AN INVOCATION AGAINST MONOGAMY
Last night I dreamt an earnest mythology. I knocked on your door to tell you
the commune of dreams exists.
Globular mess. Queer failure. Nothing relinquished
I was okay with how little we understood as we
tended a garden, 10 quails, 4 chickens, 3 pigs, a cat, and 2 pitbulls.
Because I meant this to be true.
Because I meant: you are enough.
In the fishbowl kinship flourished with little to no experience of how to answer questions of being or
where to go to become.
Finding language inadequate, I ate the language.
As my belly grew neither doctors nor psychics could explain the phenomenon.
I went home with medication. The aggressively handsome doctor said to call the office with
questions anytime, Monday through Thursday between 8 am and 4:30 pm. I flushed my pills down
the toilet. I reused the bottles for the herbs I had been meaning to plant and they grew. Into yes. In
spite of. Everything against us. You. They.

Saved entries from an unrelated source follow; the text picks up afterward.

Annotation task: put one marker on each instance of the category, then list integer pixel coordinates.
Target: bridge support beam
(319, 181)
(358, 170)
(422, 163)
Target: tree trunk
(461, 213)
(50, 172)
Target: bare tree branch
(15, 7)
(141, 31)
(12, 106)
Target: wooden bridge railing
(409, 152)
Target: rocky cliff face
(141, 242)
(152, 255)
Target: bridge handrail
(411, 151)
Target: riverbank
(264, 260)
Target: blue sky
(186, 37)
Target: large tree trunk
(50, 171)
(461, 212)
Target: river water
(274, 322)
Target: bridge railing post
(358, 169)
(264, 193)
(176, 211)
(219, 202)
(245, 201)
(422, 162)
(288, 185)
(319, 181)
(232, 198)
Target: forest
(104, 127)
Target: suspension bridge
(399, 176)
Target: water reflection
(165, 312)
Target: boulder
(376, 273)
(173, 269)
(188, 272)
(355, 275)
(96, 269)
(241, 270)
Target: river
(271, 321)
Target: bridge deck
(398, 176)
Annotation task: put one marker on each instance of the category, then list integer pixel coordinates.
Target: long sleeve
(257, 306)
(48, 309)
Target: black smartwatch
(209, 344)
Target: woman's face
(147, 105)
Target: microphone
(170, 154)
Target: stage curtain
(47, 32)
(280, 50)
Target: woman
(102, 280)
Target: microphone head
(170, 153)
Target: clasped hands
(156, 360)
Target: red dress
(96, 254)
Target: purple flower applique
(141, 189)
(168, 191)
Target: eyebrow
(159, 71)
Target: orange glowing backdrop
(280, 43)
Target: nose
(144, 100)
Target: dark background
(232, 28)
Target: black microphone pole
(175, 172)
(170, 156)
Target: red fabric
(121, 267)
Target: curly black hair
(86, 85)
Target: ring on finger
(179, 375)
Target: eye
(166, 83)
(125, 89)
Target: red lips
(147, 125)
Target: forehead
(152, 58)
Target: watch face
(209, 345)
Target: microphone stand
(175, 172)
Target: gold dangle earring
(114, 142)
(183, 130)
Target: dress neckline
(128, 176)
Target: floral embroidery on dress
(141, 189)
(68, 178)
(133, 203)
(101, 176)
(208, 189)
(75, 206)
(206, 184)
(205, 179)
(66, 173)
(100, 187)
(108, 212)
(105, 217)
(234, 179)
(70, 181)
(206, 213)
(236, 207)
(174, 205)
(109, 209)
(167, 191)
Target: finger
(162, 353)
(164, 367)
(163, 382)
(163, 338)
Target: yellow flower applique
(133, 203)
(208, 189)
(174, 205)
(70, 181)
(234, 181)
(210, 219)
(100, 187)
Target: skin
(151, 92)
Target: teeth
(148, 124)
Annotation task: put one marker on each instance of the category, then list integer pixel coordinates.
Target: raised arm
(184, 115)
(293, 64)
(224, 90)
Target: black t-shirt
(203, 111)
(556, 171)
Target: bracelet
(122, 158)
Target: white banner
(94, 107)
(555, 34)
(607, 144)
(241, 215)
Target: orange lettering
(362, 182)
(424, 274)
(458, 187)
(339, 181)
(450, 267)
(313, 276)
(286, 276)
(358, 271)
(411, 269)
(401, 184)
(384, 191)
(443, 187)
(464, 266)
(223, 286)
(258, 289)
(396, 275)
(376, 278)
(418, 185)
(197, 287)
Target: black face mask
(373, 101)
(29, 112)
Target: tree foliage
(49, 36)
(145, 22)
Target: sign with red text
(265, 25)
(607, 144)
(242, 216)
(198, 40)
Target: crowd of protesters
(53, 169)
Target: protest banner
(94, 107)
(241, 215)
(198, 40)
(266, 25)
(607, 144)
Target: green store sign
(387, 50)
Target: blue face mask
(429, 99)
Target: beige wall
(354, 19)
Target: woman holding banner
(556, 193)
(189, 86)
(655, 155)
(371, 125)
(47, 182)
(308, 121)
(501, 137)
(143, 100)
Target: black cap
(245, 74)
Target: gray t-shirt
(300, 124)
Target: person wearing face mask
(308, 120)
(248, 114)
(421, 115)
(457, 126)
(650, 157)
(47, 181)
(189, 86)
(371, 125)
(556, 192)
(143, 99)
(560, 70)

Eventually the herbs evolved into magnolia. The magnolia died and returned as popcorn trees. I
in an empty bed
& I kept waking up over & over:
The self-excavating memory.
The performative archive.
We grind ourselves into ecstasy.
Star dust formulation escapes the patent
process. Yes, you too escape this.
A MANIFESTO, OR: HYSTERIA
I want a body not conceptual but abrasive, like broken glass that tears open garbage bags. I stopped at the emotional edge of capacity and wondered if this would be enough. I wondered what constituted a form of something that was enough. No woman is enough. No secret is enough. I find you enough, that's why I loved you so readily. I wondered if I was hysterical because the world, and every system it had created, wanted me to fully embrace hysteria. The kind of hysteria embodied by women who died so I could assume my position of suffering. It would have explained so much about me and nothing at all about the world. I cupped the water as it was poured into my hands. I did not flinch. I held the stainless steel pitcher just until it reached 180 degrees Fahrenheit. How could I have known then why I wanted to revel: in hysteria. I found no qualms about writing about hysteria and about locating myself in hysterical behavior.

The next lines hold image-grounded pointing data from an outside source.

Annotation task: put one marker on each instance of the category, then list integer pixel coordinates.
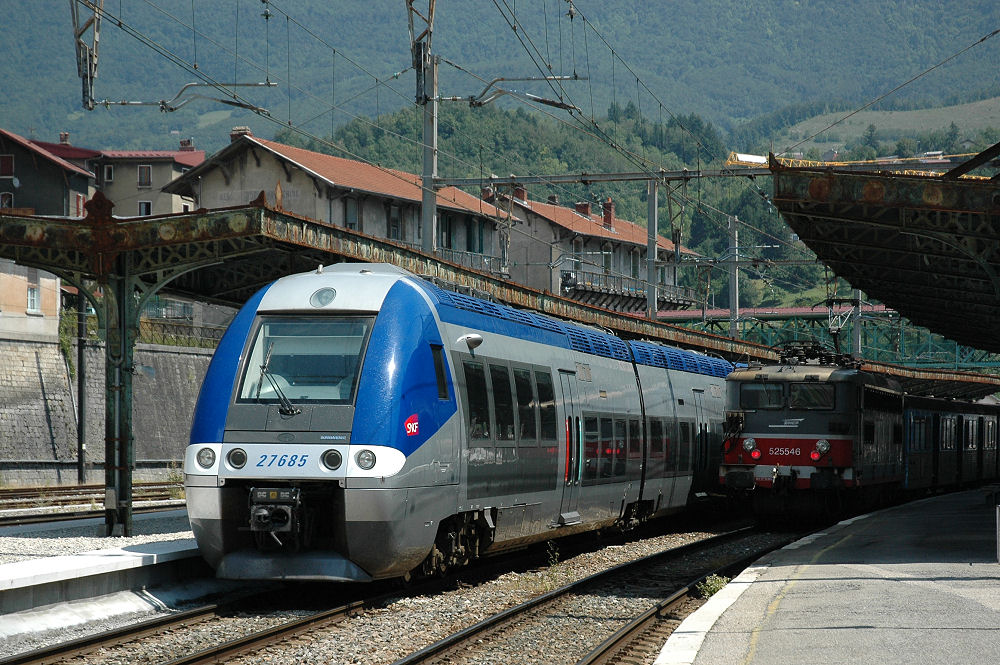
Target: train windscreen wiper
(285, 406)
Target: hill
(729, 63)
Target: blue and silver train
(358, 423)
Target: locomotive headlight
(365, 459)
(332, 459)
(322, 297)
(206, 458)
(237, 458)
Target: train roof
(363, 287)
(810, 372)
(538, 327)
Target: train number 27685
(282, 460)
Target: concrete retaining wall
(38, 410)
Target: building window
(474, 235)
(394, 226)
(34, 291)
(444, 231)
(352, 214)
(145, 175)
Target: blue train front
(359, 423)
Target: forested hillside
(730, 63)
(655, 85)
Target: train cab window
(503, 403)
(439, 371)
(810, 396)
(546, 406)
(761, 396)
(526, 407)
(591, 449)
(478, 414)
(304, 359)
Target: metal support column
(121, 320)
(652, 228)
(81, 388)
(734, 278)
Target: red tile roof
(184, 157)
(352, 174)
(593, 225)
(28, 145)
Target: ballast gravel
(382, 635)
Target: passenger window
(687, 437)
(620, 450)
(546, 406)
(591, 449)
(634, 463)
(502, 402)
(478, 422)
(439, 371)
(526, 405)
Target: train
(816, 435)
(358, 422)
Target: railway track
(549, 614)
(286, 633)
(33, 505)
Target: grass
(891, 125)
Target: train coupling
(275, 510)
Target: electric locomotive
(810, 432)
(359, 422)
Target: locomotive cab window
(810, 396)
(761, 396)
(302, 359)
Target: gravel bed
(382, 635)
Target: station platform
(66, 567)
(918, 583)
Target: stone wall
(38, 410)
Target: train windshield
(761, 396)
(303, 359)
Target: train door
(700, 462)
(568, 508)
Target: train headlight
(332, 459)
(322, 297)
(365, 459)
(237, 458)
(206, 458)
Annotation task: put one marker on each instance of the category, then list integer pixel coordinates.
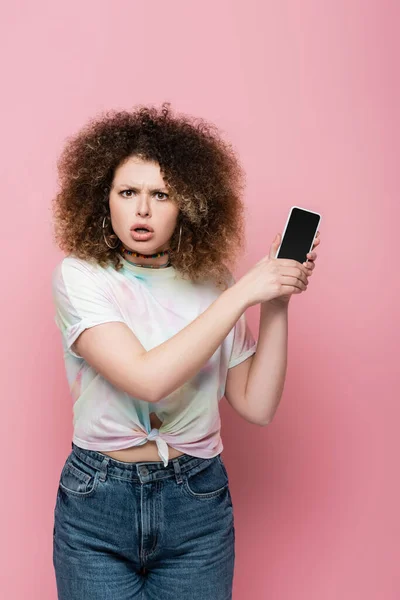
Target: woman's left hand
(310, 266)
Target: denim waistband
(141, 471)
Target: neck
(159, 259)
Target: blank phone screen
(299, 235)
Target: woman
(154, 335)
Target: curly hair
(200, 169)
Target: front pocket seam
(84, 477)
(187, 489)
(81, 494)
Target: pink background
(308, 91)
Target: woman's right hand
(273, 277)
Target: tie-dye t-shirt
(155, 304)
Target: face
(138, 195)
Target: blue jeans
(127, 530)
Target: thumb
(275, 245)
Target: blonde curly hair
(200, 168)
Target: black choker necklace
(156, 255)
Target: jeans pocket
(208, 480)
(77, 478)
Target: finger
(296, 282)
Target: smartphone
(299, 234)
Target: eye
(162, 194)
(129, 191)
(124, 192)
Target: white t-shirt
(155, 304)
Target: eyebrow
(136, 188)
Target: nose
(143, 205)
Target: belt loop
(177, 469)
(103, 468)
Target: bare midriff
(148, 452)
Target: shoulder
(71, 270)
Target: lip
(135, 225)
(141, 237)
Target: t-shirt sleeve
(81, 301)
(244, 344)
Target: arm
(254, 387)
(116, 353)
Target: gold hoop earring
(112, 247)
(180, 235)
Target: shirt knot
(153, 434)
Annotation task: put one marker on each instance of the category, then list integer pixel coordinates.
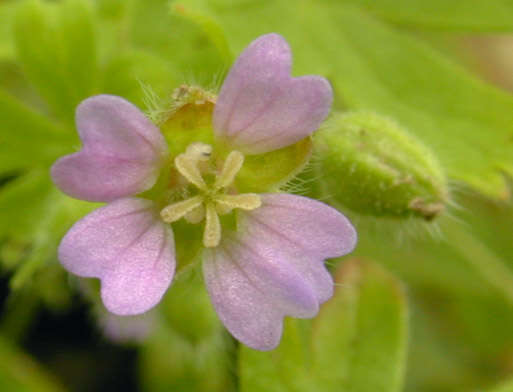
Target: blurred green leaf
(24, 204)
(193, 46)
(505, 387)
(459, 283)
(56, 45)
(136, 74)
(357, 342)
(28, 138)
(288, 368)
(372, 66)
(190, 351)
(7, 11)
(360, 336)
(18, 372)
(60, 212)
(460, 15)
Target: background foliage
(419, 307)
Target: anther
(175, 211)
(212, 233)
(231, 167)
(245, 201)
(188, 167)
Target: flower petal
(261, 107)
(245, 310)
(304, 225)
(121, 155)
(128, 248)
(304, 231)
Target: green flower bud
(371, 165)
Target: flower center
(212, 199)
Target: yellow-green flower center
(212, 199)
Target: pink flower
(270, 266)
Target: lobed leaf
(454, 15)
(372, 66)
(357, 342)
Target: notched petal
(261, 107)
(128, 248)
(244, 310)
(121, 155)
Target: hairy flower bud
(373, 166)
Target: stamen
(196, 215)
(223, 209)
(188, 168)
(245, 201)
(231, 167)
(175, 211)
(199, 151)
(212, 233)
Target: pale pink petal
(128, 248)
(269, 271)
(246, 311)
(261, 107)
(302, 233)
(121, 155)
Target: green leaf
(190, 350)
(56, 46)
(360, 335)
(504, 387)
(288, 368)
(7, 10)
(459, 279)
(60, 212)
(460, 15)
(18, 372)
(357, 343)
(194, 46)
(375, 67)
(21, 208)
(135, 74)
(28, 138)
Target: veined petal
(244, 310)
(261, 107)
(121, 155)
(128, 248)
(270, 272)
(303, 225)
(302, 233)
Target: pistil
(211, 200)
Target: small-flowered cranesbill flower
(269, 263)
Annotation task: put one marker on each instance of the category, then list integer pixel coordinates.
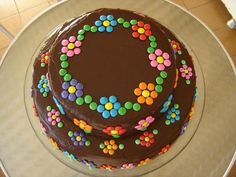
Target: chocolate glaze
(115, 70)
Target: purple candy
(64, 94)
(79, 86)
(81, 143)
(73, 82)
(79, 93)
(76, 143)
(65, 85)
(72, 97)
(76, 133)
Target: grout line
(200, 5)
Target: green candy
(87, 143)
(62, 72)
(153, 44)
(64, 64)
(60, 124)
(45, 94)
(136, 107)
(150, 50)
(152, 38)
(93, 29)
(43, 65)
(81, 31)
(183, 62)
(122, 111)
(163, 74)
(93, 106)
(48, 108)
(70, 133)
(155, 131)
(102, 146)
(133, 22)
(187, 82)
(80, 37)
(121, 146)
(120, 20)
(88, 99)
(158, 88)
(79, 101)
(86, 27)
(63, 57)
(159, 80)
(67, 77)
(167, 122)
(137, 141)
(128, 105)
(126, 24)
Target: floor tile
(7, 8)
(228, 38)
(27, 15)
(4, 40)
(12, 24)
(179, 2)
(194, 3)
(216, 16)
(26, 4)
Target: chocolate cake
(113, 88)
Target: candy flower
(70, 156)
(143, 162)
(83, 125)
(88, 163)
(71, 47)
(72, 90)
(115, 132)
(79, 138)
(127, 166)
(106, 23)
(173, 115)
(176, 46)
(44, 59)
(167, 103)
(141, 30)
(110, 146)
(107, 167)
(159, 59)
(145, 93)
(43, 86)
(164, 149)
(144, 123)
(146, 139)
(54, 117)
(108, 107)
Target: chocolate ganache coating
(129, 83)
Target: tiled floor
(14, 14)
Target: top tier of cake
(120, 62)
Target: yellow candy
(54, 116)
(78, 138)
(106, 23)
(72, 89)
(71, 46)
(114, 132)
(160, 59)
(141, 31)
(108, 106)
(146, 93)
(109, 146)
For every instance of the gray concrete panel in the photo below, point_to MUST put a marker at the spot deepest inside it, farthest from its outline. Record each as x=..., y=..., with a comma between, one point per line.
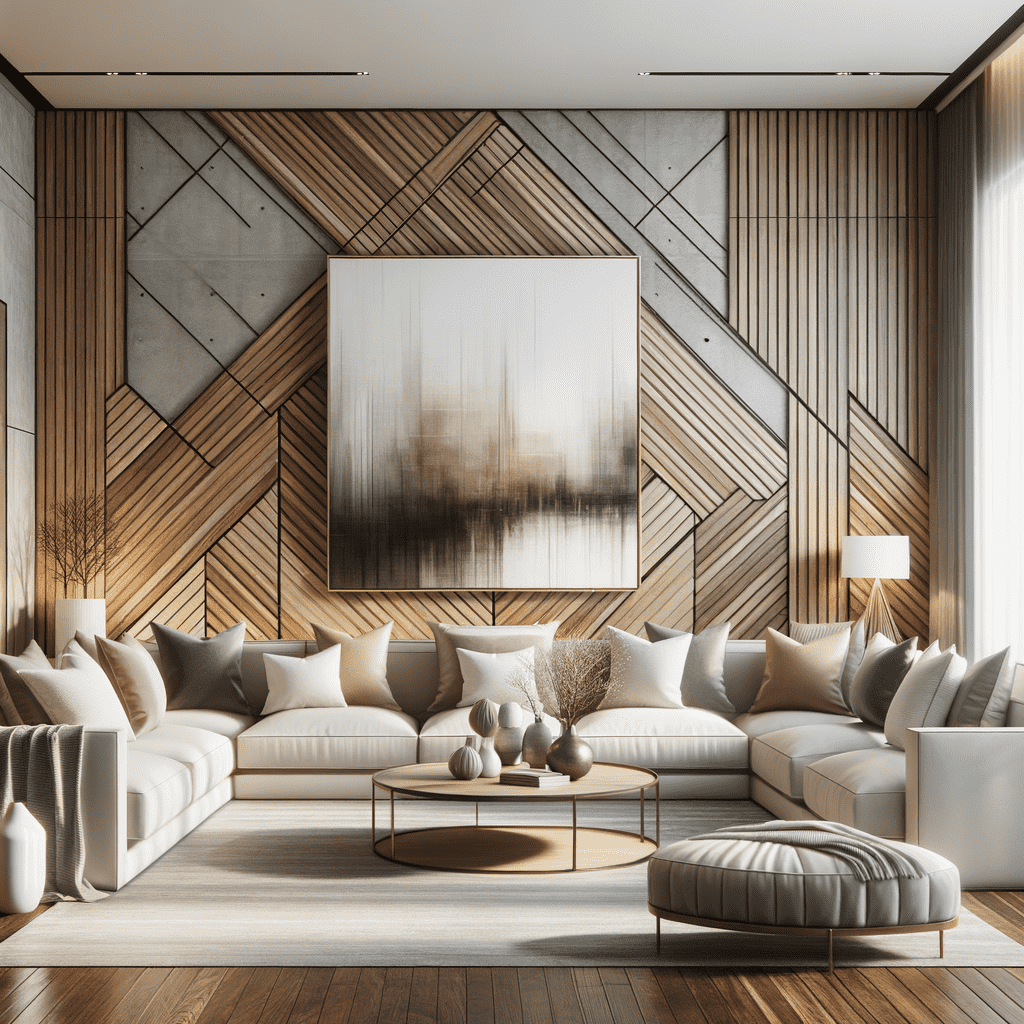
x=190, y=140
x=680, y=251
x=668, y=143
x=166, y=366
x=154, y=170
x=705, y=193
x=669, y=293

Still, I was against diagnosis.
I slid into the metaphors and easy language of hysteria. I took pleasure in the simple statement "She is hysterical" and some more when I realized she and I were the same woman.

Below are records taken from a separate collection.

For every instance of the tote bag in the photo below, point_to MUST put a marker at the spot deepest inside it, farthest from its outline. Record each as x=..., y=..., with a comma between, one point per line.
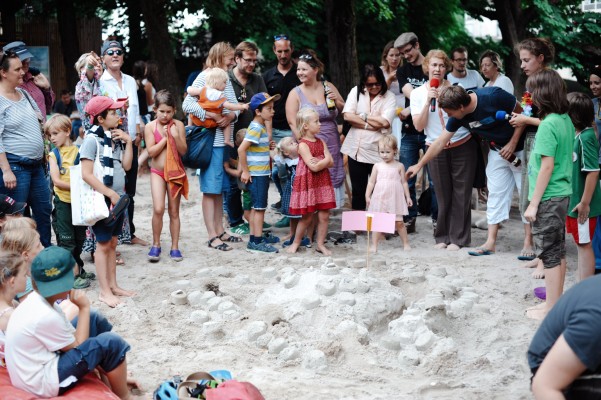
x=87, y=205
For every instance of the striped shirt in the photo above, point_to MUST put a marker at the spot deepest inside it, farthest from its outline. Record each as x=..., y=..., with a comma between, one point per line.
x=257, y=154
x=20, y=128
x=191, y=106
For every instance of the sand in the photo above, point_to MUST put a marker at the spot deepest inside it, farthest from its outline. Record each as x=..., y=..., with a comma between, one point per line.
x=423, y=324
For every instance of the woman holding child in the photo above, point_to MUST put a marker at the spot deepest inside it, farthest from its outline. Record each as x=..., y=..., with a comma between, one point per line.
x=213, y=179
x=314, y=92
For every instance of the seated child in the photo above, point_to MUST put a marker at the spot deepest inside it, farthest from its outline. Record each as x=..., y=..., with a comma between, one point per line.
x=45, y=354
x=212, y=99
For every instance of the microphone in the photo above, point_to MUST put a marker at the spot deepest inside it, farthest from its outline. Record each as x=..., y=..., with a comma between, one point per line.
x=434, y=82
x=502, y=116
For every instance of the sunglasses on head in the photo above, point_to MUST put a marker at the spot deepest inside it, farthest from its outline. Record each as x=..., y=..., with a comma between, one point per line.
x=111, y=52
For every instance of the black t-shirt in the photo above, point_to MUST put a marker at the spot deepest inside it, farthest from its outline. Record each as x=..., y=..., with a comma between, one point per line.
x=577, y=315
x=280, y=84
x=414, y=75
x=482, y=121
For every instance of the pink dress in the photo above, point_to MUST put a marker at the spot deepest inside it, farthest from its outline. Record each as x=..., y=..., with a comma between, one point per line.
x=312, y=191
x=388, y=195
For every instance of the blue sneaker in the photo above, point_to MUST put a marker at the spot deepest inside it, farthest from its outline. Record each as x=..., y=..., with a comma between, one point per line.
x=260, y=248
x=270, y=238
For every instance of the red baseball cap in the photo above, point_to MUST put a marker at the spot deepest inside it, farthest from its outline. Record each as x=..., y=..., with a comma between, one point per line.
x=99, y=104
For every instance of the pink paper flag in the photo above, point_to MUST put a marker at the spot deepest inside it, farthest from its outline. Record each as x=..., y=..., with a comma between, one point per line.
x=357, y=221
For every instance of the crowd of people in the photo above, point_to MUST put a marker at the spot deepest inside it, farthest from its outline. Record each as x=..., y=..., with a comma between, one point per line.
x=290, y=125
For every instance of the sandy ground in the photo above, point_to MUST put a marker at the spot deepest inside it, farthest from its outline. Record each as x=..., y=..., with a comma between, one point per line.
x=423, y=324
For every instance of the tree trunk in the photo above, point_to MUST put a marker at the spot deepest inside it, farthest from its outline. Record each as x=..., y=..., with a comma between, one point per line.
x=156, y=23
x=67, y=28
x=342, y=44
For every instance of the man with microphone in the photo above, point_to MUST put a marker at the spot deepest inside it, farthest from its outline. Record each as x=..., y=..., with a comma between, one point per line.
x=477, y=110
x=410, y=76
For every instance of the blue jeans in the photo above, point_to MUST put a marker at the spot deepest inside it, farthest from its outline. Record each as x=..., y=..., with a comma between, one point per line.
x=32, y=188
x=410, y=147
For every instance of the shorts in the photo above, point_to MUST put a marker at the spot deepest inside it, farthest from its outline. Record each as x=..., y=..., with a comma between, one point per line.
x=258, y=187
x=549, y=230
x=102, y=349
x=214, y=179
x=582, y=233
x=246, y=200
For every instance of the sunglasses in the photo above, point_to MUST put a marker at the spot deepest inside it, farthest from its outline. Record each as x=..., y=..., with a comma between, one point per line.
x=111, y=52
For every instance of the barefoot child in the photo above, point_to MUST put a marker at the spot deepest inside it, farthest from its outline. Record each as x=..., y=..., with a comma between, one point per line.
x=45, y=354
x=63, y=156
x=157, y=134
x=550, y=175
x=387, y=190
x=115, y=150
x=312, y=190
x=585, y=202
x=253, y=159
x=212, y=99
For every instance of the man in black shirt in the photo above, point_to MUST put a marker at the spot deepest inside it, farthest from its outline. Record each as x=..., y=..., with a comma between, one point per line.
x=410, y=76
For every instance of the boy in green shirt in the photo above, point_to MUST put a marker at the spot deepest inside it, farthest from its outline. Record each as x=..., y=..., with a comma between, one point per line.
x=550, y=182
x=585, y=203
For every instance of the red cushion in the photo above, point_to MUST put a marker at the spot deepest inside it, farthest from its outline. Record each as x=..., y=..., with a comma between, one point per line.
x=90, y=388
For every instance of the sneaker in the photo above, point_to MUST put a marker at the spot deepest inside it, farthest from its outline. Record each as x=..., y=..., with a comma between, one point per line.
x=282, y=223
x=260, y=248
x=268, y=237
x=87, y=275
x=81, y=283
x=304, y=243
x=154, y=254
x=242, y=229
x=176, y=255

I wanted clear, articulate reasons for the violence we had been undone by. For years I struggled to make sense and could only blame myself for the many failures I entertained along the way. When you are determined to leverage your emotional capacity to the body’s limit, there are going to be many walls you are tasked with climbing, or else detonating. I did not wish to harm anyone but forgot to account for the objects and desires my body would not be able to tolerate.
Wrecking myself, I thought, was its own domain of passion. Any expression of passion might be meaningful. I wondered if women who wrote letters to their lovers, letters that were later collected and published without their knowledge or consent, knew they would be betrayed. And by whom. I imagined a contemporary analogy for this situation and felt my chest cavity clench, embroiled in gendered depression. My nipples grew hard at the thought, my skin warm. I was broken before nine every morning, and this seemed both fine and deeply unfair.
By the pond, under moonlight, we evaluated our relationship to work, our relationship to the values we construed as false or wrong yet could not reject. Groups of ducks swam past, leaving their wake as witness. Unsolicited, one duck ventured toward us and offered a spin. We were overjoyed to be granted a private performance.
In emerging through this moment I became aware of materiality, a quality better observed than felt. I considered the histories which had been funneled into the shape of the unconscious. The textures, sounds, and capital swallowed whole by the earth. In migrating, names accrued debt. You entered a room and stripped. There was no exit; an immigration official eventually allowed your family, and mine by proxy, into a country we recognized as the one we had attempted to leave.
After grieving, we worked hard and bore children. We worked twice as hard to raise the children. Uninterested in family, we did not die until the day our skin turned bronze and our breath became exhaust.
The wet bark, dewy midnight. Calm and unwanting. How much we longed for melancholy, a melancholy we attached to historical images of girls dressed in white lace, intimate already with the expectations of the world and the people of that world like mothers and teachers and crossing guards and aunts who were not actually blood related and women walking on the street and writers and women writers and sympathizers and citizens and sycophants and actors whose approval was more sought after than anyone else and righteous community members and queers and invisible girls and, as an afterthought, themselves.
You were sensitive to scents others rarely noticed. You could touch a person’s skin and discern which humors were unbalanced. Even decaf coffee was too much. “My eyes are about to pop.” Spoken with accompanying hand gestures. Draping a thin sweater, snipped down the center so it functioned as a cardigan, around your shoulders, you woke before my father and French pressed coffee for him. Then you pressed twice more, until the product had been reduced to a taste more like water than coffee. You sweetened the concoction with maple syrup, and drank.